Putting The Good In Grief

mental health, mental illness, depression, dealing with depression, therapy for depression, depression in men, mental illness men, guest post, this stuff is golden,

By Matthew

In an image obsessed, filter-obscured and airbrushed world that prizes the ‘perfect’ form, the self-esteem of many is invested in its myth; deposits are made in the self-esteem bank with every unflattering snap of a celeb’s bingo wings, while withdrawals accompany the comparison to toned torsos that most of us will never attain or reclaim.

I’m carrying some extra poundage myself but at 42 and with various competing priorities in my life I’m not losing too much sleep about it. Indeed, I’m accepting of the fact that the closest I’ll ever get to the distant glory days of being an eight and a half stone runner is in my dreams.

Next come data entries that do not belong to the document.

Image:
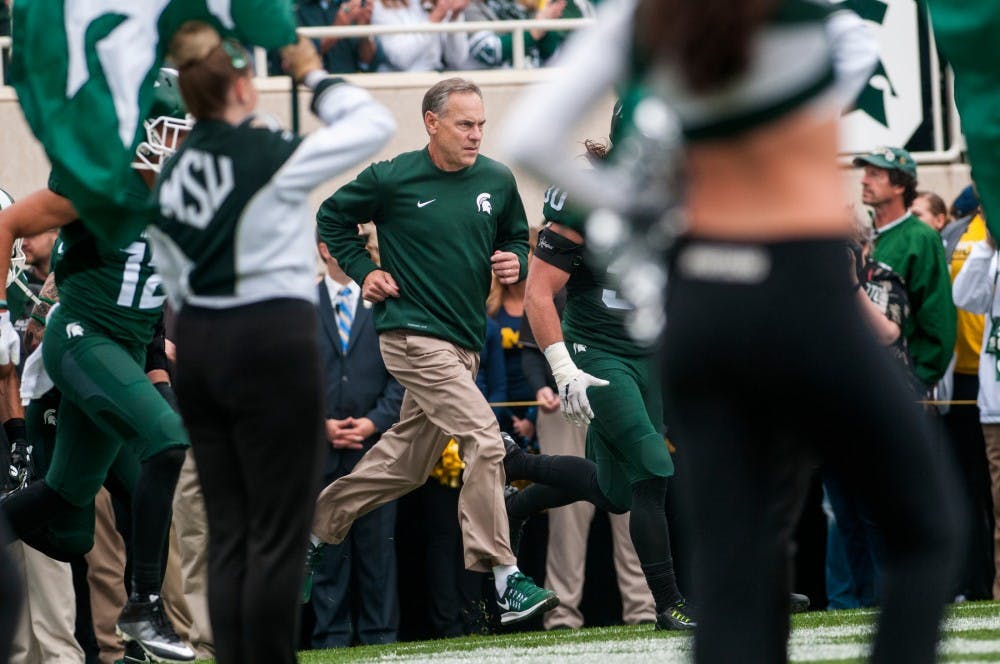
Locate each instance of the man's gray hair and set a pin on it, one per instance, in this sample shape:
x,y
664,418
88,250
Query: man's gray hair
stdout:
x,y
436,98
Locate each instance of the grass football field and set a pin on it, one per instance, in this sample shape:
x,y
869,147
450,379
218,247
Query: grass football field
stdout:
x,y
971,634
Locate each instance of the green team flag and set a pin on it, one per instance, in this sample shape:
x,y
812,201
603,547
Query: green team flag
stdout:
x,y
966,32
84,73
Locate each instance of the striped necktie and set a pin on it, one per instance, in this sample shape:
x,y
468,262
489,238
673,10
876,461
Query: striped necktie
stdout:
x,y
344,316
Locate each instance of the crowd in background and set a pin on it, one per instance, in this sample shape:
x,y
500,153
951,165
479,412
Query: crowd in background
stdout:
x,y
432,51
839,557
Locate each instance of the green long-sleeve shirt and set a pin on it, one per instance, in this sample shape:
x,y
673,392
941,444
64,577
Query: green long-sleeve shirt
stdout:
x,y
437,231
914,251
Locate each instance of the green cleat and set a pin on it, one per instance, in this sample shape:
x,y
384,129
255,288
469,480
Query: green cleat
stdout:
x,y
314,555
677,616
523,599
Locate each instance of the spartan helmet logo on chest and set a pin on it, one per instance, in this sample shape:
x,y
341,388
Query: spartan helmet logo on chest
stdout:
x,y
483,203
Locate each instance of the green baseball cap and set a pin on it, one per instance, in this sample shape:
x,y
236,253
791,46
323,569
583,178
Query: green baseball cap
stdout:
x,y
891,159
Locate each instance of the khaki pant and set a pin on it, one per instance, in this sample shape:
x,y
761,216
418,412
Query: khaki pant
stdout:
x,y
45,631
441,402
991,432
106,579
567,547
189,541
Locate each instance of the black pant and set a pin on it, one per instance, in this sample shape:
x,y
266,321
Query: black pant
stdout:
x,y
965,440
769,365
248,383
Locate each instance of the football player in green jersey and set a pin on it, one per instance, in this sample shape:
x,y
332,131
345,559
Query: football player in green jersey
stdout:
x,y
759,304
110,412
608,381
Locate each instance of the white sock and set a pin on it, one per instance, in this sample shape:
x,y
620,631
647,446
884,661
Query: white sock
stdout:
x,y
500,574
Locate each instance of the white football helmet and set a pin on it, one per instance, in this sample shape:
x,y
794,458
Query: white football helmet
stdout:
x,y
167,123
17,258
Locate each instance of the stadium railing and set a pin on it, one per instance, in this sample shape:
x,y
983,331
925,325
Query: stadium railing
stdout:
x,y
947,144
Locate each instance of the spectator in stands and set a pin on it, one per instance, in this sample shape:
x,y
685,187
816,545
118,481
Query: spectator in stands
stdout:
x,y
342,55
930,209
965,218
492,376
489,49
4,19
975,290
912,250
354,593
339,55
421,51
505,305
962,422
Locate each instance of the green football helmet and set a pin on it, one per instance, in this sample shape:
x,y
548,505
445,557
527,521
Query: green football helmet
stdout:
x,y
167,123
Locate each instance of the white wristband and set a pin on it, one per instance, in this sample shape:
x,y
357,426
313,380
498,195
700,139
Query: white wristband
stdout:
x,y
314,78
563,368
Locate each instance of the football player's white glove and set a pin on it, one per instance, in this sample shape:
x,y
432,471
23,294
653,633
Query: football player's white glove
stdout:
x,y
573,384
10,342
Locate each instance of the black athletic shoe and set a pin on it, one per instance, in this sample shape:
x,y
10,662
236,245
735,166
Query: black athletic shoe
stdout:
x,y
134,654
314,555
22,466
516,525
512,455
144,622
677,616
798,603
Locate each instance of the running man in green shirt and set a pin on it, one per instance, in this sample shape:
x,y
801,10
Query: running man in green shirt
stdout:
x,y
446,217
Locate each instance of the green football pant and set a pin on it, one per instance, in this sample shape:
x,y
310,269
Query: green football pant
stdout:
x,y
107,403
625,438
71,532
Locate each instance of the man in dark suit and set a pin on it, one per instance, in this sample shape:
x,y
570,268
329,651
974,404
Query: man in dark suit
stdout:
x,y
354,585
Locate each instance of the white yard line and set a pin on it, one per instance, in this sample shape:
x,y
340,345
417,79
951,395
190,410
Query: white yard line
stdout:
x,y
808,644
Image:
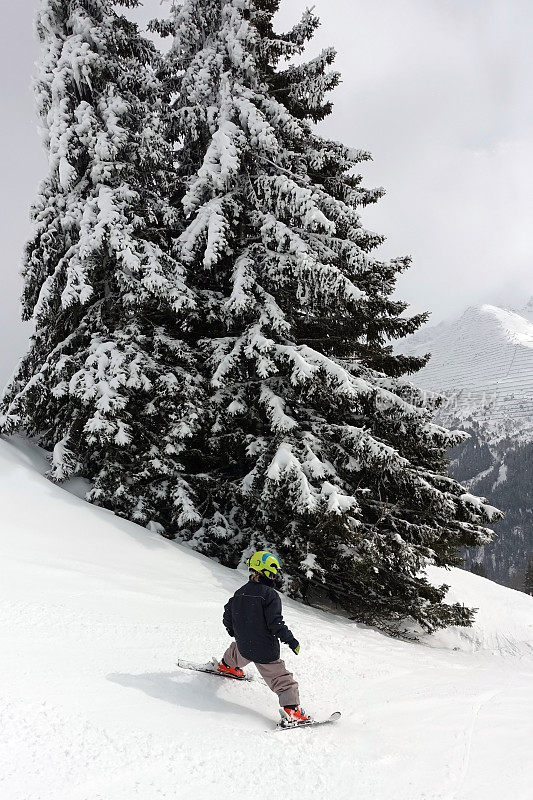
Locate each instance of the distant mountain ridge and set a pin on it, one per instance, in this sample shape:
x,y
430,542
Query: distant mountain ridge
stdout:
x,y
483,363
484,360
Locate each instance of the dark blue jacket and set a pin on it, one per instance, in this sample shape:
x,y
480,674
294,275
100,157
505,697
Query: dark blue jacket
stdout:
x,y
254,619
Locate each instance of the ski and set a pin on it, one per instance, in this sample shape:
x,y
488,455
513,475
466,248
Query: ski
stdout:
x,y
286,726
211,668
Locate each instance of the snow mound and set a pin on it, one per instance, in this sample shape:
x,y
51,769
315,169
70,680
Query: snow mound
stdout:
x,y
94,612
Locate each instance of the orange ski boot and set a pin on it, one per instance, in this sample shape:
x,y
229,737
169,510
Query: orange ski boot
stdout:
x,y
294,715
234,672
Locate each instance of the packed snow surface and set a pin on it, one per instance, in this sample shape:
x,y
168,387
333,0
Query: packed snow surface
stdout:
x,y
94,612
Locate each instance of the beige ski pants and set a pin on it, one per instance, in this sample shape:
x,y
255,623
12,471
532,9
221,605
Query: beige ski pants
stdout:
x,y
275,674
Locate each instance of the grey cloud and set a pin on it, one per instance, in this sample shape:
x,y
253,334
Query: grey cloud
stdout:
x,y
437,90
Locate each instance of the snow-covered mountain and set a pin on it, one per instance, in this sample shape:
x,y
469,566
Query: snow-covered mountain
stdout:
x,y
484,359
483,362
94,612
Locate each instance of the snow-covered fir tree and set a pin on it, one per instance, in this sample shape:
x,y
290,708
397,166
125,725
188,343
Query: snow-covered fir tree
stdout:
x,y
315,448
108,385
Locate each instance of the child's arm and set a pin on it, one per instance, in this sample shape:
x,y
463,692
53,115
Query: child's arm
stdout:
x,y
227,618
276,623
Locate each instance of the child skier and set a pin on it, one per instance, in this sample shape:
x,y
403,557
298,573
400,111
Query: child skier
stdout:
x,y
253,617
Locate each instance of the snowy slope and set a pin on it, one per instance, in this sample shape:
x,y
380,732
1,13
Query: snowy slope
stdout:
x,y
95,610
486,357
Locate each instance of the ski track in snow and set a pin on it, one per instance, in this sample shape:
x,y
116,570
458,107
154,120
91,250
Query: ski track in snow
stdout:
x,y
94,612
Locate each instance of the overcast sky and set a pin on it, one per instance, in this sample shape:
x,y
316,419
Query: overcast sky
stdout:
x,y
438,90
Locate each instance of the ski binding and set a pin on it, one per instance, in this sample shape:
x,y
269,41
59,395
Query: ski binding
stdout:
x,y
285,725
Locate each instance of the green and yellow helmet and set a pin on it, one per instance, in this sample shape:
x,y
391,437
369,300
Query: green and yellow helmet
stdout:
x,y
264,562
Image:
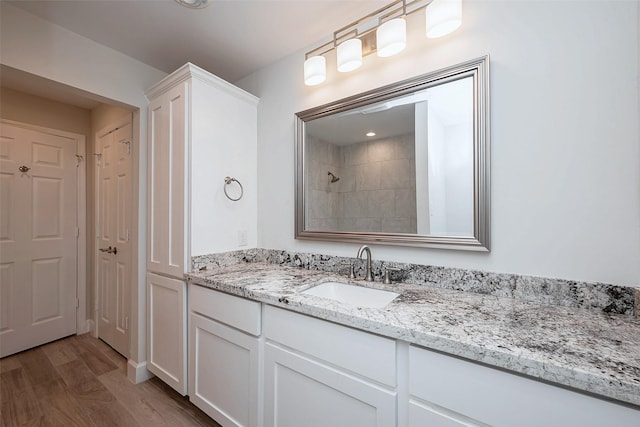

But there’s another weight that I’m carrying, and its weight that I’m determined – and working very hard – to lose. This weight that I carry isn’t visible, or at least not in the sense of a physical weight.  But maybe it’s been more visible on my face than I’ve imagined it to be, and maybe the sense of its presence has been felt more keenly by others than I have realised.

As is so often the case the weight has accrued steadily over the years, the consequence of poor nourishment. And just as too many poor food choices will eventually result in burdening the joints with more weight than they can comfortably carry, so too can a steady diet of unhealthy thoughts and beliefs come to burden the mind, the heart and the soul with a weight that becomes wearisome to carry.

Sometimes we find ourselves looking in the mirror and wondering who it is that is looking back.

It has been said that our relationships are mirrors to our souls, reflecting both our brightest lights and our darkest shadows. Thus, our partners can be amongst our greatest teachers and can afford us the opportunity to discover new truths about ourselves. But even with the very best of teachers we are only able to benefit from their wisdom if we are open to receiving it.

When our relationships end and the mirror is removed we are left only with ourselves. These periods offer the opportunity to explore the truths that the relationship revealed to us, to gain a deeper understanding of who we are both within and outside of our relationships, and to incorporate this knowledge into our future decision making.

As such these challenging times can be the making or the re-making of us; times that we can look back on with gratitude for the deeply buried gold that they enabled us to mine.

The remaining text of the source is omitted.